We searched online and found a place renting out scooters not too far from the airport and we arranged to hire two Honda XR 250 Bajas… an iconic bike and one I have seen being ridden very successfully in remote parts of Africa.
Austin Vince would no doubt approve because its a small 250cc Honda and I can see the logic for having such a bike for a long expedition. I think they look like classic adventure bikes, and I really like the two big headlights and gold wheel rims.
I hired a modern Honda XR 250 for a tour of Thailand a few years back and it was in good condition, well looked after, and everything worked. I really liked it.
These bikes were not in good condition, but they were reasonably cheap at US$21 per day. I was assured they were road worthy, although it was obvious that if you actually owned either of them you would have to spend hours in the garage with a full list of repairs and maintenance to do.

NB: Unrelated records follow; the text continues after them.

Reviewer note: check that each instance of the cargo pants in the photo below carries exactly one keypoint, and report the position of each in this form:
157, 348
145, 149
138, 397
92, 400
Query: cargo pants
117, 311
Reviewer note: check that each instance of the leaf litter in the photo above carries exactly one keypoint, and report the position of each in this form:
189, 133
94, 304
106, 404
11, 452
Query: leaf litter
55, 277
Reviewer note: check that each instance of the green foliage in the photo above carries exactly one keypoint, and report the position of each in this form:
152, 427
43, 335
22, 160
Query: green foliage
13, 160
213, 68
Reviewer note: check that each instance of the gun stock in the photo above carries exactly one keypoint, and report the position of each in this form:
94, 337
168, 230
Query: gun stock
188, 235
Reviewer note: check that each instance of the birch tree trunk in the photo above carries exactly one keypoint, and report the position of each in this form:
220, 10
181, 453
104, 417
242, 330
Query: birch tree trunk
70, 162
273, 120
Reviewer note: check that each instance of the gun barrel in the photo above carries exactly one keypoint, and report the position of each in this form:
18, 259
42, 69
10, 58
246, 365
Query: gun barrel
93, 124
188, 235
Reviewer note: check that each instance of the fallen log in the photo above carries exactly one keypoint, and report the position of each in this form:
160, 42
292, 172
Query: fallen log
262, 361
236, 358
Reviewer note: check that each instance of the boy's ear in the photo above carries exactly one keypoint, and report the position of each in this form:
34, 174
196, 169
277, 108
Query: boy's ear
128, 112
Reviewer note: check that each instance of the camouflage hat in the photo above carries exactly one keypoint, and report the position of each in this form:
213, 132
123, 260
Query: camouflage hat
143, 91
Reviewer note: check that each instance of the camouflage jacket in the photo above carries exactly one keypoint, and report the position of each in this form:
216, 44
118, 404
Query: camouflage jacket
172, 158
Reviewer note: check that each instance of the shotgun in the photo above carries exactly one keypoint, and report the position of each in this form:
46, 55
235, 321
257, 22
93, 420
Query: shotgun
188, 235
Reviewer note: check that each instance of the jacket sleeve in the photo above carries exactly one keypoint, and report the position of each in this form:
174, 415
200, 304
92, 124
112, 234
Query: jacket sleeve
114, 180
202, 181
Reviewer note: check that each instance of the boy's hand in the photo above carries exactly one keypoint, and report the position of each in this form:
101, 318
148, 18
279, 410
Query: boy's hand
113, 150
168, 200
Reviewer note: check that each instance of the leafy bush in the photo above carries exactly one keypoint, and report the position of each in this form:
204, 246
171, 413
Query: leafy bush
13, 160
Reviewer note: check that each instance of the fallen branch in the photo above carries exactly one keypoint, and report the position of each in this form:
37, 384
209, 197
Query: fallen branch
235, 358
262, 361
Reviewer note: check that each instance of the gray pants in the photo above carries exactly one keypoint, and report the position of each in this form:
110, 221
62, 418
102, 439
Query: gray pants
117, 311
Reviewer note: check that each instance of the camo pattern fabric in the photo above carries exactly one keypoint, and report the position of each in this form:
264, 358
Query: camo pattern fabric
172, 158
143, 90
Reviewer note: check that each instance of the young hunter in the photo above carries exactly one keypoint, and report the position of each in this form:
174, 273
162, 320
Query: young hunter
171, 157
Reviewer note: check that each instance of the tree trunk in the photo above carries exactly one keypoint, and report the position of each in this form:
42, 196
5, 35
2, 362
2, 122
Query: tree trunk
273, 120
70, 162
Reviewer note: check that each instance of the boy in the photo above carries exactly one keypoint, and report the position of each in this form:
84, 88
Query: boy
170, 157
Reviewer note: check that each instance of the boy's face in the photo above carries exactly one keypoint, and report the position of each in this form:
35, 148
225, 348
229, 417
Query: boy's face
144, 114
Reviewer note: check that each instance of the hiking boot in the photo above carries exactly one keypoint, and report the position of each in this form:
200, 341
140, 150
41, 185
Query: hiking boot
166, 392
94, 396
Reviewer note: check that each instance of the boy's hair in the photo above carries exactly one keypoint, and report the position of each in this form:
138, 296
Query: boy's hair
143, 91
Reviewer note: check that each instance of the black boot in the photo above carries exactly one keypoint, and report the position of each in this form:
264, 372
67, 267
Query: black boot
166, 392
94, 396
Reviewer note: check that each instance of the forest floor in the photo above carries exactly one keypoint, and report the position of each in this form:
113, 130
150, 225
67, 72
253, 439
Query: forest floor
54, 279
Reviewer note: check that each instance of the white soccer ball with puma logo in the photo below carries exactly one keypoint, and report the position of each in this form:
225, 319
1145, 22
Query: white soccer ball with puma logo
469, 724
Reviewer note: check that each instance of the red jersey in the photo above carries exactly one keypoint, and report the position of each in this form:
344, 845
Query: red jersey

Fanny’s bike was slightly lower in the seat than mine, in slightly better condition, but the handlebars had slipped in the triple clamps and were a few degrees out which is something I find incredibly irritating.
Fanny on the other hand didn’t seem to mind…. after all she had ridden across the whole of Africa on a KTM 990 Adventure that had “out of true” handle bars after she crashed her motorcycle spectacularly in the remote deserts of Namibia.
To start the the Baja required a contortionist effort to pull up a broken toggle above the carburetor and engage the “choke”. The bike simply would not start without doing so. With practice I got used to this, but it meant I started the day rolling around on the floor and getting my hands covered in oil and grime. Not a big deal, but annoying nonetheless.
After a good nights rest we took a tut tut scooter taxi from Yasmine’s house all the way up to Negombo in the north where the bike shop was located. It was further than we thought and took a couple of hours, but it did give us a chance to look around and alerted us to the atrocious traffic conditions in and around Colombo, and indeed across Sri Lanka.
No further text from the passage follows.